Школа была расширена, к ней пристроили новый детский дом. Покупка двух примыкающих орошаемых полей позволила создать при усадьбе образцовую маленькую ферму со свинарником, коровником и загородкой для кур, где гордо расхаживала Марта, в деревянных башмаках, с подоткнутым подолом, разбрасывая зерно и счастливо клохча по-фламандски.
Теперь его паства состояла из двух сотен преданных душ, из которых ни одна не преклоняла колени перед алтарем по принуждению. Приют для сирот увеличился втрое, и его терпеливое предвидение начало приносить первые плоды. Старшие девочки помогали сестрам с малышами, некоторые вступили в новициат, другие скоро должны были выйти в мир. А прошлым Рождеством он выдал замуж старшую, девятнадцатилетнюю девушку, за молодого крестьянина из деревни Лиу. Когда недавно отец Чисхолм был там — это была веселая, удачная поездка, из которой он вернулся только на прошлой неделе — молодая жена опустила голову и сказала, что он должен вскоре вернуться, чтобы совершить еще одно крещенье.

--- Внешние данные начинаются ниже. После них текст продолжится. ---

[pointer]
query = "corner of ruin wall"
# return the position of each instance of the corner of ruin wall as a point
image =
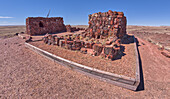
(113, 23)
(40, 25)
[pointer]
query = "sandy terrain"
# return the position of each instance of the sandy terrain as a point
(28, 75)
(156, 35)
(10, 31)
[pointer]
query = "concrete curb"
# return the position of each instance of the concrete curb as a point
(119, 80)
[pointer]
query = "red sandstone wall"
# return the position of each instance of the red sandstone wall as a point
(108, 24)
(40, 25)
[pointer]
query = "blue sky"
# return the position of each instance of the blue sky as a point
(75, 12)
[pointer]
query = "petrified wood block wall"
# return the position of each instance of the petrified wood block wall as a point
(109, 23)
(41, 25)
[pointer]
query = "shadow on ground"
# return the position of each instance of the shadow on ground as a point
(141, 84)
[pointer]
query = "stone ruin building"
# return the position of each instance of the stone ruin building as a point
(42, 25)
(101, 38)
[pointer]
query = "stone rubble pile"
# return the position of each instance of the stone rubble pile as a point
(107, 24)
(101, 38)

Отец Чисхолм переместил тяжелый мед на другое плечо — маленький, сутулый человек сорока трех лет начинающий лысеть, с уже дающим о себе знать суставным ревматизмом. Ветка жасмина хлестнула его по лицу. Редко сад бывал так прекрасен. Этим он тоже был обязан Марии-Веронике. Хоть у него и были довольно искусные руки, но в садоводстве Фрэнсис ничего не смыслил. Зато у преподобной матери неожиданно проявился талант выращивать цветы. Из ее родной Германии прибыли семена и пучки саженцев, заботливо укутанные в мешковину. Письма Марии-Вероники с просьбой прислать черенок того или другого растения летели в знаменитые сады Кантона и Пекина, подобные его быстрым, назойливым белым голубям. И эта красота, это пронизанное солнцем святилище, полное щебета и жужжанья, — все это дело ее рук.